19)非常勤講師のあり方について

   私は名古屋に13年滞在し、そのほとんどの部分を非常勤日本語講師として過ごした。私立大学、国立大学、AOTSなどにお世話になったが、非常勤講師という立場について考える期間でもあった。

時代はどんどん変わり、非常勤講師のあり方も変化してきていると思う。ここで述べることは、あくまで、私自身の40年余の日本語教師時代に留学生センターで見て、考えてきたことでしかない。

   非常勤講師に対する雇用者側の態度、考え方は、大きく二つに分けられると思う。

 一つは、非常勤講師の仕事は授業のコマの担当(時に)であって、担当の授業に対して全責任を負ってください、というものである。

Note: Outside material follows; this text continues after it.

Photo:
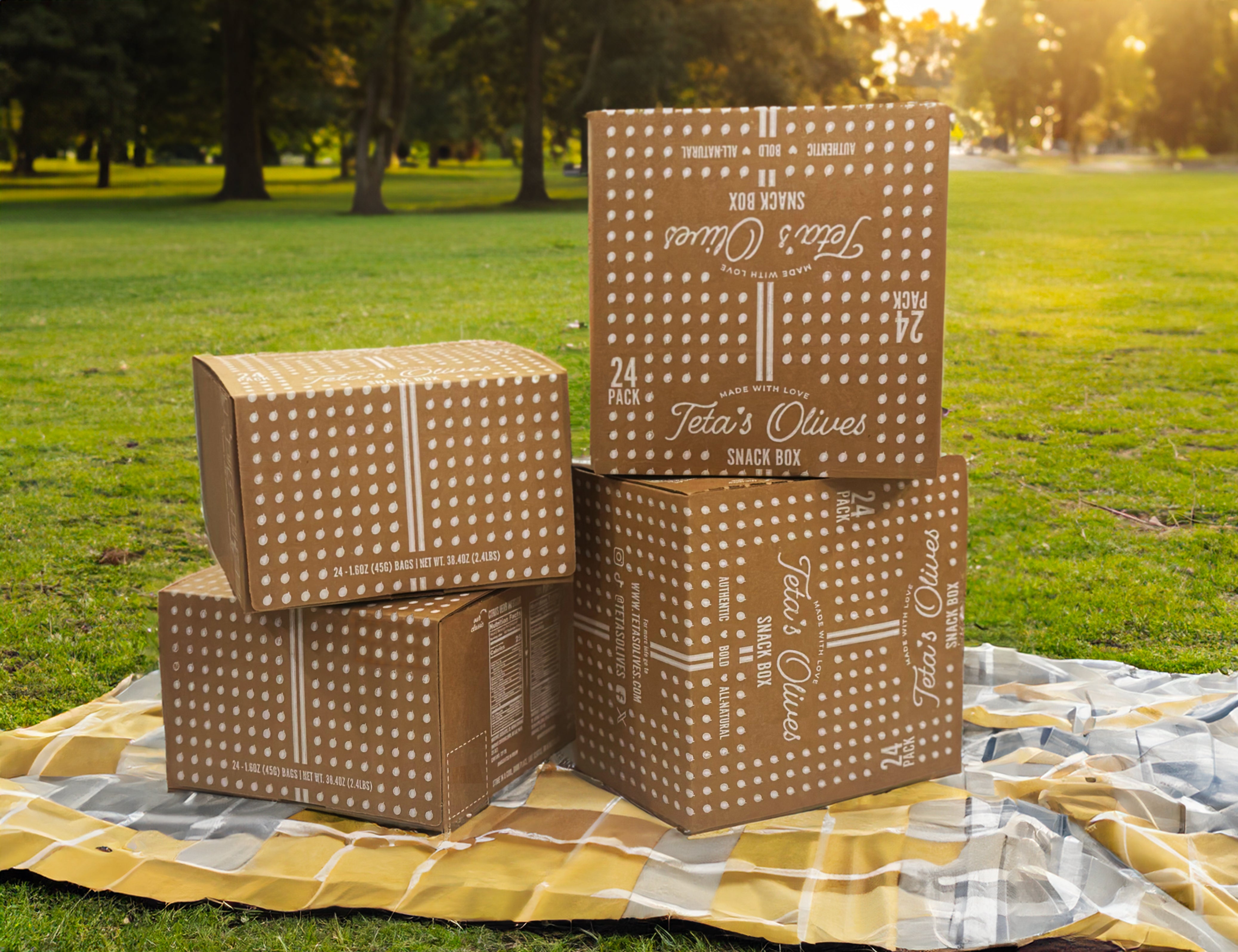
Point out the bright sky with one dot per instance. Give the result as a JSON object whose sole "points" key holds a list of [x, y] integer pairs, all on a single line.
{"points": [[969, 10]]}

極端な言い方をすれば、授業の前後には何の拘束も義務もない、共同で教材を作ることなどしなくても良い、授業後さっさと帰っていただいて結構、しかし、学生から不満の出ない良い授業をしてくださいというものだ。

居残りなどの拘束がないから、楽と言えば楽であるが、その代わり学生から文句が出たら責任をとらなければならない。その点では非常に厳しいものであると言える。

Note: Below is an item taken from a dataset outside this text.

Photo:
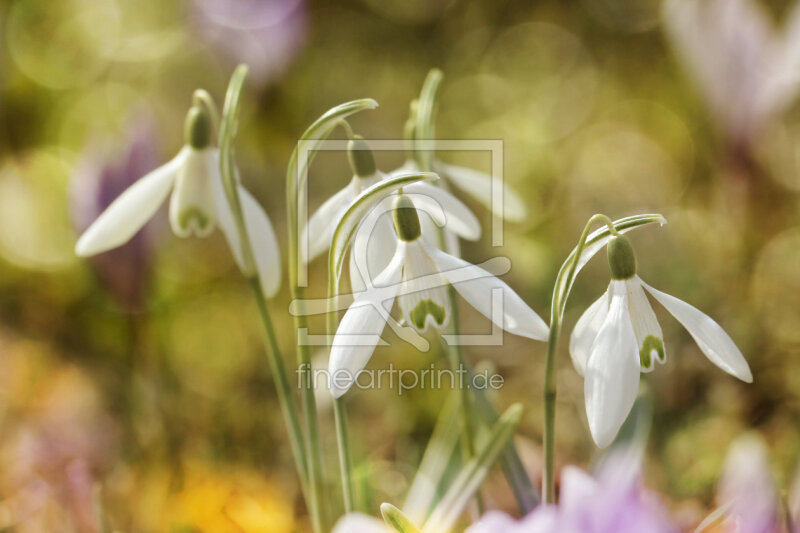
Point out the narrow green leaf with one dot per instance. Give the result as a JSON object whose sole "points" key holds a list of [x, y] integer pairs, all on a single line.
{"points": [[395, 519], [227, 132], [467, 482], [440, 449], [426, 107]]}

 もう一方は、もちろん責任をもって良い授業をしてくださいという点は変わらないが、留学生センターの授業が何人かの先生で担当しているという特殊性のためであろうが、専任と非常勤が共同して授業を作り上げるという色彩の濃いものだ。ある面では、仮に非常勤講師に授業でのミスがあっても、専任がそれをカバーすることもできる。

またそこでは、専任と非常勤が共同して授業を作り上げるために、非常勤が授業以外に教材作成にかかわったり、打ち合わせや話し合いに出ることも必要になる場合がある。

 この二つのあり方は、どちらが良いということではない。世間一般の非常勤講師というというとらえ方は、むしろ前者であるべきかもしれない。

しかし、このことは留学生センターでの日本語教育に、非常勤講師がどう関わるかという問題にもつながっていくと考えられる。

 大学を例にとると、非常勤講師が留学生センターほど多い学部や学科はない。多くの留学生センターでは、非常勤講師の数が専任より多く、授業は非常勤なしには遂行できない、かなりの部分を非常勤に頼っているという現実がある。

私がお世話になった大学(特に国立大学の多く)では、専任も非常勤もいっしょになって、教材(教科書)作りを行ったところが多かった。

その仕事のために授業後居残りをしなければならないこともあったし、ミーティングがあれば、授業のない日でも出ていかなければならないこともあった。仕事を家に持ち帰ることもよくあった。

 非常勤講師が授業以外に教材作成等に関わることに対して賛否両論があると思う。

雇う側の意見・希望・方針と、雇われる側(つまり非常勤講師)の意見・希望から考えなければならない問題であるが、そのころの私は、授業だけではなく教材作成にも関わりたいと思っていたし、関わることができたことを良かったと思っている。私の周りにもそう希望する非常勤講師の先生は多かったと記憶している。

 非常勤として依頼された担当の授業は、もちろんそれ自体大変な仕事であるが、ルーティーン作業的な部分もある。また、授業経験で培われたアイデアや工夫、知識などもどんどん貯まってくる。授業以外にクリエイティブなことをしたい(たとえ、それに対して手当てがなくても)と思っている非常勤の先生も多いのではないかと思う。

 私自身は、非常勤の先生のパワーをうまく結集させることも日本語教育の発展の一つの課題ではないかと思うのですが、みなさんはどうお考えになるだろうか。